Liz Truss has pledged not to hold a second referendum on Scottish independence if she becomes Conservative Party leader and UK Prime Minister.
In the first independence referendum held in 2014, Scottish voters rejected independence by 55-45 per cent in favor of remaining part of the United Kingdom.
But Prime Minister Nicola Sturgeon, who also heads the pro-independence Scottish National Party (SNP), announced last month that another independence referendum will be held on 19 October 2023.
Earlier this month, Prime Minister Boris Johnson formally rejected Sturgeon’s request to give Scotland the power to hold a second vote.
In an interview with The Sunday Telegraph, Truss said he works to strengthen and protect the union.
If she succeeds Johnson as Prime Minister, she said, “There will not be a second Scottish independence referendum under my supervision.”

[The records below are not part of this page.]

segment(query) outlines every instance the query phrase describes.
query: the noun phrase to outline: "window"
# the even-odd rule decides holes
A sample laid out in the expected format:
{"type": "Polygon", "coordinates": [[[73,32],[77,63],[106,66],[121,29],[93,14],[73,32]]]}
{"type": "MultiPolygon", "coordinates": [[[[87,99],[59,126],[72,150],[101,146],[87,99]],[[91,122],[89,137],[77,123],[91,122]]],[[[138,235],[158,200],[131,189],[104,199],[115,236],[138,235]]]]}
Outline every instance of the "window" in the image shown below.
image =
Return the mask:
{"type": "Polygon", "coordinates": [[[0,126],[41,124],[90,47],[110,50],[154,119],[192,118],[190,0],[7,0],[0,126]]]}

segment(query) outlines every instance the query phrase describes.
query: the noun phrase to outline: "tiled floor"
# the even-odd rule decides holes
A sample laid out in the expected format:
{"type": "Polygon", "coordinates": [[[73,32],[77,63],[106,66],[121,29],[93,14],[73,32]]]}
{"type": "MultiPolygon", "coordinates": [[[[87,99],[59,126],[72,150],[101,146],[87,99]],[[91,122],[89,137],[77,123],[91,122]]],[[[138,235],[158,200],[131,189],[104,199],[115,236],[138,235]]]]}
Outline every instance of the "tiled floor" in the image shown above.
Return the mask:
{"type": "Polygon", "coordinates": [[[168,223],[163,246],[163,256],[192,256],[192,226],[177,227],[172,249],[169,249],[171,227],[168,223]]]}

Truss accused the SNP of trying to dismantle the union through “deception” and promoting an “illegal” referendum bill through the Scottish Parliament.
“Scottish nationalists have accepted that their referendum is a once-in-a-generation opportunity and I will let them defend it,” she said.
“The Scottish Independence Referendum Bill is not legal and will be void once passed by the Scottish Parliament. When Westminster delegated power to Scotland, it did not include the ability to hold a valid referendum to dismantle the Commonwealth.” I did.
“A referendum on Scottish independence requires the approval of Westminster Parliament. If I become Prime Minister, I will not give that authority.”
“Mission of cast iron”
SNP deputy leader Keith Brown accused both Tory leadership candidates of “denying the cast-iron mandate of holding an independence referendum”.
Former Prime Minister Rishi Sunak, who is battling Truss for support from Conservatives, called the second Scottish independence referendum “the wrong priority at the worst possible time”.
In a July 26 Scottish Daily Mail column, Snak said: Why aren’t we talking about the drug crisis in Scotland and how to put more money in the pockets of Scottish workers?”
Mr Brown called both Tory candidates “out of touch” with the people of Scotland, which he called “a better future” as a “richer, fairer, more equal independent country”. said he wants to choose
PA Media contributed to this report.